後宮毒見師伝~正妃はお断りします~
男が力の限り叫ぶ。夏晴亮は訳が分からず首を傾げた。
「毒、とは……?」
「な、なんともない、のか……!?」
両肩を掴まれ、男に揺さぶられる。それでも具合を悪くする様子を見せない夏晴亮に男が顔を青くさせた。

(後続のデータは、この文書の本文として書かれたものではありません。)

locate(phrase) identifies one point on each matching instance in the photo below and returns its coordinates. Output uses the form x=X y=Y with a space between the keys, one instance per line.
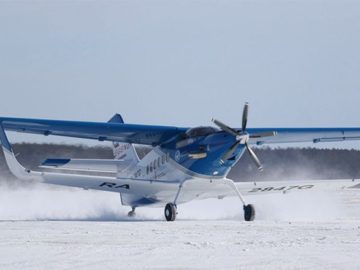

「何ともないとです。ちょっとぴりっとしていて美味しかったです」
「美味しいだと!? 即効性の猛毒だぞ!? 毒を食べていないのに当てられて、私は幻覚でも見ているのか……?」
ふらふら倒れ込む男を抱き支える。一人で生きてきたため、そこらの男より腕力はある。そこで初めて男としっかり見つめ合った。途端、男は顔どころか首元まで赤くさせた。
「離れろ! 一人で立てる」
「分かりました」
平気なのであれば、夏晴亮が支える必要は無い。言われた通りすぐに離れたら、男に睨まれた。
「……お前、新人宮女か。名はなんと言う」
「夏晴亮です。顔が赤いですが、平気ですか?」
右手をそっと頬に当てる。すぐに振り払われた。
「平気だ。しかしそうか、毒を食べても問題無いとは……分かった」
男は夏晴亮に指を差して言った。
「夏晴亮、今日からお前を宮廷毒見師に任命する!」
「毒見師ィ!?」
自信あり気に宣言されたため驚いたが、はて、毒見師とはいったい何だろう。
「あの、毒見師とはどういう仕事なのでしょう」
「ふん。言葉の通りだ。私は立場上、命を狙われることがある。それから守るため、夏晴亮が私の食事の毒見をするのだ」
「な……なるほど!」
夏晴亮が力強く頷くが、実際はよく分かっていない。それでも、食事という単語で「食べ物が食べられる」ということは理解出来た。
「美味しそうな仕事ですね!」
「お前、適当に言ってるだろう」
「そんなことは、あります!」
「だろうな。ちなみに今までは適当な宮女を呼んでやらせていたが、毒を盛られる頻度が高くて逃げられてしまっている。そのため、専属の毒見役を立てることになったのだ。つまり、それなりの仕事ということだ。やるか?」
「やります!」
「そうか……」
男はこれ以上の説明を諦めたようで、夏晴亮を置いて歩き出してしまった。
「どちらに? その仕事はもう始まりますか?」
「必要な時に呼ぶ。それまでは通常業務を行え」
「分かりました!」
ぎこちない拱手で男を見送る。夏晴亮がはたと気が付いた。
「そういえば、ここがどこか聞くの忘れた! 部屋に戻れない!」
結局、先輩宮女に見つけてもらうまで廊下を彷徨い続けていた。